SAO PAULO (Reuters) - Truck owners removed their vehicles from some key roads in Brazil overnight and early on Sunday as local and federal governments worked on a new proposal to end a nationwide protest that has caused wide disruption to transporting grains and fuel.
President Michel Temer met with government ministers and with some state-level officials early on Sunday in Brasília to discuss proposals to resolve the trucking strike.
The proposals include a 10 percent discount on diesel prices for at least 60 days.
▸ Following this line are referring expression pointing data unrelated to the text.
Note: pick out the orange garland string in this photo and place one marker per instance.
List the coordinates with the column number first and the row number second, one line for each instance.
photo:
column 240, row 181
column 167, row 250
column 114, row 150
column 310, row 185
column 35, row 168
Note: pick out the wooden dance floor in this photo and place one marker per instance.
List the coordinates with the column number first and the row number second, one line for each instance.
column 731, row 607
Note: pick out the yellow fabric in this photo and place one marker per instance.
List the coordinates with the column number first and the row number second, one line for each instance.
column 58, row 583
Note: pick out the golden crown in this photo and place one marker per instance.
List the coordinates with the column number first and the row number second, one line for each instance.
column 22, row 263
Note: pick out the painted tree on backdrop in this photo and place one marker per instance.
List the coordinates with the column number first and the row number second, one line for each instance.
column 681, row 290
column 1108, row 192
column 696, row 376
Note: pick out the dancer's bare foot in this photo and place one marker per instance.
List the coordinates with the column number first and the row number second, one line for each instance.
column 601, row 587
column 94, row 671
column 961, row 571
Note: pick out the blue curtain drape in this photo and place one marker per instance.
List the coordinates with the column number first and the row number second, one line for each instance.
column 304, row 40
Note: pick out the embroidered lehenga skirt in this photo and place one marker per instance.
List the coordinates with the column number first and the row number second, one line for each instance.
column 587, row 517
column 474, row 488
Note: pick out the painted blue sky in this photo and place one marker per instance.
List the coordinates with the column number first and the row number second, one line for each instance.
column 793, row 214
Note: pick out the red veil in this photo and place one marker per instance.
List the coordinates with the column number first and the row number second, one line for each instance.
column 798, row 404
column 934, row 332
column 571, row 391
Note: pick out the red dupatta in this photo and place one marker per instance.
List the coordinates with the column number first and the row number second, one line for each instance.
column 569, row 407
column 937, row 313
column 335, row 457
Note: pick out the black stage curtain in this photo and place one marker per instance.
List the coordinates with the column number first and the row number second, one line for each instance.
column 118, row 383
The federal government would compensate state-run oil company Petrobras SA for any losses from reducing prices.
Truck owners also want toll operators not to charge rear axles that are not in use, such as when trucks pass by the tolls unloaded.
Some trucker groups hinted at accepting those terms late on Saturday in a meeting with the local government in Sao Paulo, home to some of the largest protests.
As a goodwill gesture, trucks started to leave blockades at the Regis Bittencourt federal road, the main corridor linking Brazil’s southeast and south regions.
Local media reported on Sunday morning that fuel was starting to reach gas stations in some major cities in the country.
But there were still several blockades in key roads in the nation, hurting the flow of basic supplies and hampering basic services such as trash collection.
Oil workers, who say they support the protests and oppose Petrobras pricing policy that closely tracks international oil market, announced a strike at refineries for Wednesday.